In the 12 months to March 2016, 5.7 percent of Australians aged 14 years and over (just over 1.1 million), reported consuming at least one soy drink in any given seven day period, just ahead of energy and sports drinks (both at 5.6 percent), iced tea (4.7 percent) and breakfast drinks (also 4.7 percent).

Consumption of energy and sports drinks has slipped since 2012, while the popularity of soy has increased, albeit marginally (from 5.3 percent).

Interestingly, nearly one-third (31.3 percent) of Australians who consume soy drinks in an average seven day period also drink regular fresh white milk in the same time period.
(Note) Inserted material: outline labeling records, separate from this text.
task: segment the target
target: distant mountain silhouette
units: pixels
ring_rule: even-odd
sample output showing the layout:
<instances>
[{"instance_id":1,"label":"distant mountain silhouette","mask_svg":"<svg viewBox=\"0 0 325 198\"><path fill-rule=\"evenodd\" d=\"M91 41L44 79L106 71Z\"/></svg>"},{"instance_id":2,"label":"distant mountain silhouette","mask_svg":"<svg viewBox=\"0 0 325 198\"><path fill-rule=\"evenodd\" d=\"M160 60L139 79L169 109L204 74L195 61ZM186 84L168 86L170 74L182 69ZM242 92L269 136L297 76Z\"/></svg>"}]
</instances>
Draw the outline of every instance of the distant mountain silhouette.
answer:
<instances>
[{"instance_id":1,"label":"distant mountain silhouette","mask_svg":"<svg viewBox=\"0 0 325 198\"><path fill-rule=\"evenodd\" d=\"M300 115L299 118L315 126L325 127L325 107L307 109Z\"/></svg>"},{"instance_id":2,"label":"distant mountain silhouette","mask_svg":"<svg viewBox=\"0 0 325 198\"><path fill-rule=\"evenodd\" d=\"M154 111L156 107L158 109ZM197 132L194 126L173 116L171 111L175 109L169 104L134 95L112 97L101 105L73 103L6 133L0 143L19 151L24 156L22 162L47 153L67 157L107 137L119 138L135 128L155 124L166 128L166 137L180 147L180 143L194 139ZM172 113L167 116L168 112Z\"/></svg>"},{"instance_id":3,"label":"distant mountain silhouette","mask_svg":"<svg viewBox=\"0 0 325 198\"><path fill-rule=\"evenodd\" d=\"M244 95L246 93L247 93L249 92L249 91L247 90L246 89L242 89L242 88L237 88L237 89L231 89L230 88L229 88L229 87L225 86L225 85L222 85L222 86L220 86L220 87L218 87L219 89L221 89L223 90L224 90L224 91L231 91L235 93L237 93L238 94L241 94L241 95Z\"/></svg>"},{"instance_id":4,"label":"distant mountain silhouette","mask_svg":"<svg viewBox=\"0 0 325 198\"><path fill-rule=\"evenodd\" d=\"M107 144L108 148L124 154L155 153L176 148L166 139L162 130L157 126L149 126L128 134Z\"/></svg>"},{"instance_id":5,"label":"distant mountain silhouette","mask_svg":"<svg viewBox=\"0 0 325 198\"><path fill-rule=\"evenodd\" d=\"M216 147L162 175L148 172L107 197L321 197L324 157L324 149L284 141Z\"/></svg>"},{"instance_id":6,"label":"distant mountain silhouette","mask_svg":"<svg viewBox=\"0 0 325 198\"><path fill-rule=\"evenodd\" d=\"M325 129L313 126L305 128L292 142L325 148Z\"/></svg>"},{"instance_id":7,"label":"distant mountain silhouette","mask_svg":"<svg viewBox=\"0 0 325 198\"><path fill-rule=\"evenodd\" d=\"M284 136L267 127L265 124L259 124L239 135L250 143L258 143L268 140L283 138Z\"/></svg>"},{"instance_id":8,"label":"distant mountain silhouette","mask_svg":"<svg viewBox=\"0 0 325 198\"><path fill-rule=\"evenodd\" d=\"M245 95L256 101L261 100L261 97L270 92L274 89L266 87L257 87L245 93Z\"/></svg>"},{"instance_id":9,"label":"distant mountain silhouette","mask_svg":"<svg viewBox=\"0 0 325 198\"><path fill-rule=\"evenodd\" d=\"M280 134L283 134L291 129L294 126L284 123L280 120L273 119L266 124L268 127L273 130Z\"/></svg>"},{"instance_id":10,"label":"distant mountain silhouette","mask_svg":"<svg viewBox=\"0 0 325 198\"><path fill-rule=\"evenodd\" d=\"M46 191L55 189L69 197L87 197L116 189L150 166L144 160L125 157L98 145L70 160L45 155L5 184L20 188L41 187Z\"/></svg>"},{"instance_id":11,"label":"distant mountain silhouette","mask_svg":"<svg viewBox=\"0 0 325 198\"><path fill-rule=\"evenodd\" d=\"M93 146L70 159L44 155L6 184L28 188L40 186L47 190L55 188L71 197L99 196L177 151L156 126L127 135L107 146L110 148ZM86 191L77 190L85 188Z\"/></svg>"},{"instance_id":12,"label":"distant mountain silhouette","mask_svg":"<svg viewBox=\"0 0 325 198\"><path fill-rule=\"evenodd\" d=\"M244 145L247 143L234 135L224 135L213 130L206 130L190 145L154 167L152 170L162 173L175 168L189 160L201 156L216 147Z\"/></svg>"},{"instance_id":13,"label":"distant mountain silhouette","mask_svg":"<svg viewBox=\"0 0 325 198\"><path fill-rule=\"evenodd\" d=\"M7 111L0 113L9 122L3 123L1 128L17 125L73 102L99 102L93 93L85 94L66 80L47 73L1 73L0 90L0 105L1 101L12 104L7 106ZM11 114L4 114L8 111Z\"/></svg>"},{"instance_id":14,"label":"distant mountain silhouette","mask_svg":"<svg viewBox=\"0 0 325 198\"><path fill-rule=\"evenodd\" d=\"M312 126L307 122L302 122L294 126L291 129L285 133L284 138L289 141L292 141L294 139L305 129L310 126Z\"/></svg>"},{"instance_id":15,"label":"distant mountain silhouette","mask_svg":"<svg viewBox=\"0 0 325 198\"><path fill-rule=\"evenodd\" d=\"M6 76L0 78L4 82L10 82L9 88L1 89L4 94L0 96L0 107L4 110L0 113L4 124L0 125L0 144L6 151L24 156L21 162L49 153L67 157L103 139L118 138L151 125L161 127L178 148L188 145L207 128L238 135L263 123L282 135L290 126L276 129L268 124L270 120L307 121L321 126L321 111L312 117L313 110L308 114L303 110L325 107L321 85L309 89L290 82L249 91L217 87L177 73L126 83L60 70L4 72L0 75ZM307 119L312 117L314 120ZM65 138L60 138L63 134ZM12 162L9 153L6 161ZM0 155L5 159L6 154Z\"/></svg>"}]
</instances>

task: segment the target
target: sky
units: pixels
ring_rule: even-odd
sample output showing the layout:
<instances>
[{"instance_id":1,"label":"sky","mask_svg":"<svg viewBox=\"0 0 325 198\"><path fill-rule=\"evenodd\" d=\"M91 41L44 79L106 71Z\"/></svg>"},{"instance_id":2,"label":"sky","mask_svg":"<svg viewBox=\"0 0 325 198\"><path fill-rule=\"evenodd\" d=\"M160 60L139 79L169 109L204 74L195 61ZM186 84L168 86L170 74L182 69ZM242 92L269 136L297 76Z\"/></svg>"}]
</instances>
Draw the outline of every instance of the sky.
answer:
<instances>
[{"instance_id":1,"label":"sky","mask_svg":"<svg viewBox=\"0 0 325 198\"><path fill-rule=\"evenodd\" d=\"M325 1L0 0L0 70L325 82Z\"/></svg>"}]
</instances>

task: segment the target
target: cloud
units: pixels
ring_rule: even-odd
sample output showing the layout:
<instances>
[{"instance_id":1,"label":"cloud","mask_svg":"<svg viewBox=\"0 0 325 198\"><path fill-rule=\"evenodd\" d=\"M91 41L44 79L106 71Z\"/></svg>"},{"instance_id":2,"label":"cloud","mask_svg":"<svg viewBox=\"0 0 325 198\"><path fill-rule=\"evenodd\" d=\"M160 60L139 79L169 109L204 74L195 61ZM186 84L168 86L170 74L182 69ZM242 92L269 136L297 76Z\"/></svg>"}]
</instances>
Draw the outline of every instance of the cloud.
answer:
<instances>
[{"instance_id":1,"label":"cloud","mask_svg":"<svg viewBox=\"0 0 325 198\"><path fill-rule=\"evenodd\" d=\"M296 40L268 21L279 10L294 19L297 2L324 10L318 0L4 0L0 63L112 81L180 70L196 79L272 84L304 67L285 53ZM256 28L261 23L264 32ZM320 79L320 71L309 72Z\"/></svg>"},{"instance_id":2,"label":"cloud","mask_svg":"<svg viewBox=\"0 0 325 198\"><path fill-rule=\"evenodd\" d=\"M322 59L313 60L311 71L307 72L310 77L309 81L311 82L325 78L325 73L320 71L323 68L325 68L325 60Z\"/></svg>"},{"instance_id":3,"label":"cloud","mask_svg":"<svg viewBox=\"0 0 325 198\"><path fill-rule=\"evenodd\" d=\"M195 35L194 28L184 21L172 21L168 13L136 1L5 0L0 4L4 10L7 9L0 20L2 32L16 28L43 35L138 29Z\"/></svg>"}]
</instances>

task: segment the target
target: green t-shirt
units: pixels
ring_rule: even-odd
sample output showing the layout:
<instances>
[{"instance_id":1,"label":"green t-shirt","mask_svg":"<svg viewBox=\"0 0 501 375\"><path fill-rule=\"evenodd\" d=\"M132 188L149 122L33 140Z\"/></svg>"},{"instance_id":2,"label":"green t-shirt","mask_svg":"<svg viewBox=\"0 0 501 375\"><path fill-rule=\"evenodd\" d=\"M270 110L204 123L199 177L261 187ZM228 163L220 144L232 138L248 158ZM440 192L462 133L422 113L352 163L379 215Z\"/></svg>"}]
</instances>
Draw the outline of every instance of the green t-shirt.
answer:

Even those soy drinkers who claim to have ‘issues with dairy’ still consume regular milk with 13.4 percent of those who ‘avoid dairy foods wherever possible,’ and 15.8 percent of those who say ‘milk/dairy products don’t agree’ with them, drinking regular milk.


Norman Morris, industry communications director, Roy Morgan Research, said “While soy drink consumption shows no sign of challenging regular dairy milk (which is drunk by 44.4 percent of the population in an average seven days), it does occupy a certain niche in the non-alcoholic beverage market, with slightly more consumers than energy and sports drinks.

 “However, the fact that almost a third of soy drinkers also consume regular dairy milk suggests that for some people, soy drinks aren’t a lifestyle choice but simply another beverage option. Just as a consumer might drink coffee and hot chocolate, or cola and lemonade, so too might someone vary the kind of milk they consume.”

 ACT residents lead the country for soy drink consumption, with 9.3 percent drinking it in an average seven days, ahead of Melburnians (8.3 percent) and Sydneysiders (six percent). Lagging behind the other capital cities is Hobart, where only 3.8 percent of residents drink soy beverages. Overall, capital-city dwellers (6.3 percent) are more likely than country residents (4.6 percent) to opt for soy drinks.

Not surprisingly, consumption is well above average among people who ‘avoid dairy foods wherever possible’ (16.4%) as well as those for who say ‘Milk/Dairy products do not agree with me’ (15.4%). It is also elevated (13.5%) among people who report that ‘The food I eat is all, or almost all, vegetarian.’